Row erupts over fate of former brothel
A plan to tear down a historic former brothel and replace it with a residential building has drawn the ire of conservation groups.
The Bermuda National Trust (BNT) and Bermuda Environmental Sustainability Taskforce (BEST) have both filed objections against an application to demolish the ‘Queen of the East’ on Crow Lane in Pembroke.
Planning permission has been sought by CTX to demolish the building and erect a six-story residential building with ten units, an indoor parking area, a swimming pool and a floating dock.
A letter of objection written by Dorcas Roberts of the BNT stressed the value of the ‘Queen of the East’, saying it would be a tragedy if it is demolished.

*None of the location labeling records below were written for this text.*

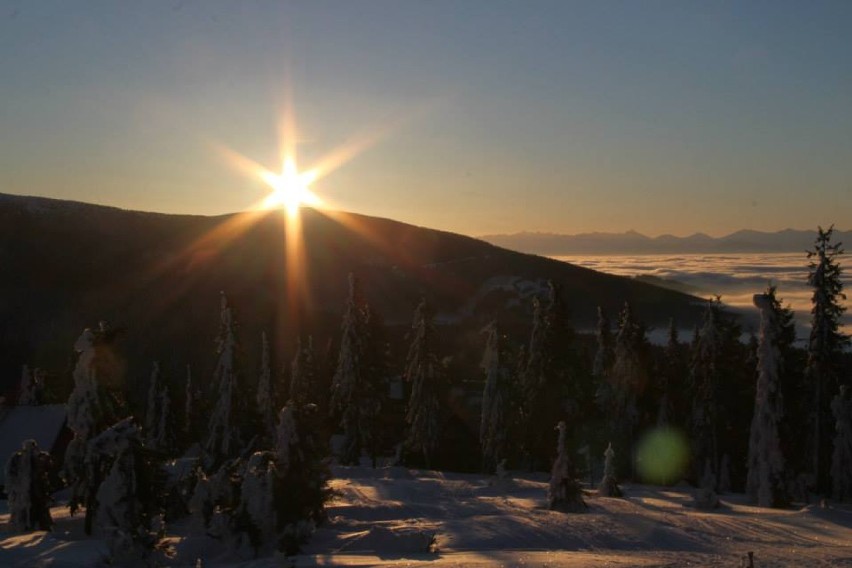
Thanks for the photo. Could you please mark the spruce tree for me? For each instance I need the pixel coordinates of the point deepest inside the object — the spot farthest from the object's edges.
(609, 484)
(152, 410)
(91, 409)
(825, 345)
(225, 430)
(496, 395)
(766, 483)
(549, 395)
(31, 387)
(629, 375)
(670, 379)
(841, 463)
(424, 373)
(564, 492)
(265, 396)
(28, 488)
(604, 354)
(704, 379)
(303, 374)
(127, 508)
(356, 386)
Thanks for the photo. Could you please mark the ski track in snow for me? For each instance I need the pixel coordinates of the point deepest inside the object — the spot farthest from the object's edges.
(383, 517)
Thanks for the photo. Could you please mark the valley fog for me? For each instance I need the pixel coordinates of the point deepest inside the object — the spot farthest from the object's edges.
(735, 277)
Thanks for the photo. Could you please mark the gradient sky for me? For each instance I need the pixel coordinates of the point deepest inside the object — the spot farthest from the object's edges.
(663, 117)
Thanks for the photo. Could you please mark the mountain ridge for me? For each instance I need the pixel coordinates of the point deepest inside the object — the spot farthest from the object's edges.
(159, 276)
(632, 242)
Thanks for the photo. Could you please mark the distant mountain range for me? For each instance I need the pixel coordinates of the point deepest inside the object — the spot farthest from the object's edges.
(631, 242)
(66, 265)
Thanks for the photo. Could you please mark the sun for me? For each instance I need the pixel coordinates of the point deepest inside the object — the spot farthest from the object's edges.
(290, 189)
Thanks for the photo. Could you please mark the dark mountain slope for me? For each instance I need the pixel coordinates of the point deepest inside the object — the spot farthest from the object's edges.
(66, 265)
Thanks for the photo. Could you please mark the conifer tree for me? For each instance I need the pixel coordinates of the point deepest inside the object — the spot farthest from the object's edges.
(564, 492)
(356, 390)
(303, 374)
(91, 409)
(32, 383)
(609, 484)
(604, 353)
(265, 396)
(704, 380)
(672, 371)
(628, 374)
(127, 508)
(152, 410)
(841, 463)
(225, 430)
(825, 345)
(28, 488)
(424, 373)
(548, 392)
(766, 483)
(495, 420)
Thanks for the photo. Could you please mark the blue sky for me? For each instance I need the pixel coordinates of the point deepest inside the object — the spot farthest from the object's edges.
(496, 116)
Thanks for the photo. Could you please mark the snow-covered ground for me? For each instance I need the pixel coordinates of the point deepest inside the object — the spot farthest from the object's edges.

“Until 2007, the ‘Queen of the East’ was designated a Grade One listed building, recognised as having exceptional historic and architectural interest,” she wrote. “The Trust acknowledges that the Planning Act allows for the list to be amended but the act is silent on the process by which this should happen.
“In this instance the public and the National Trust were not provided with the opportunity to contribute to the decision making process.
“As a consequence, we cannot be confident that the ‘Queen of the East’s’ historical significance, architectural interest, age, rarity, aesthetic and state of repair were fully taken into account when it was removed from the list.”
A letter of objection from BEST listed similar concerns, stating that the process used to delist the building did not appear to be transparent.
The letter also noted the negative impact on the scenery and the potential impact on traffic, saying that pulling in and out of the busy road could be problematic.
The building was erected in the 1740s, and is considered an outstanding example of a 18th century merchant’s house.
In the 19th century, the house served as a bakery, but in the 20th century the building was turned into a laundry and a brothel. It then became a Soldier and Sailors Club before being purchased in 1938 by architect Bayfield Clark and his wife, an interior designer.
The couple renovated the building, which was later featured in several magazines, and described by journalist Margot Hill as “one of the most attractive and habitable homes in Bermuda”.
The building was given a Grade One listing in 2002, but was delisted five years later. At that time Environment Minister Neletha Butterfield said that the property owner’s agent was unable to attract tenants to the building due to the lack of parking.
The move sparked harsh criticism from the BNT, who noted that the Planning Department had the previous year approved an application for a driveway and parking space for two vehicles.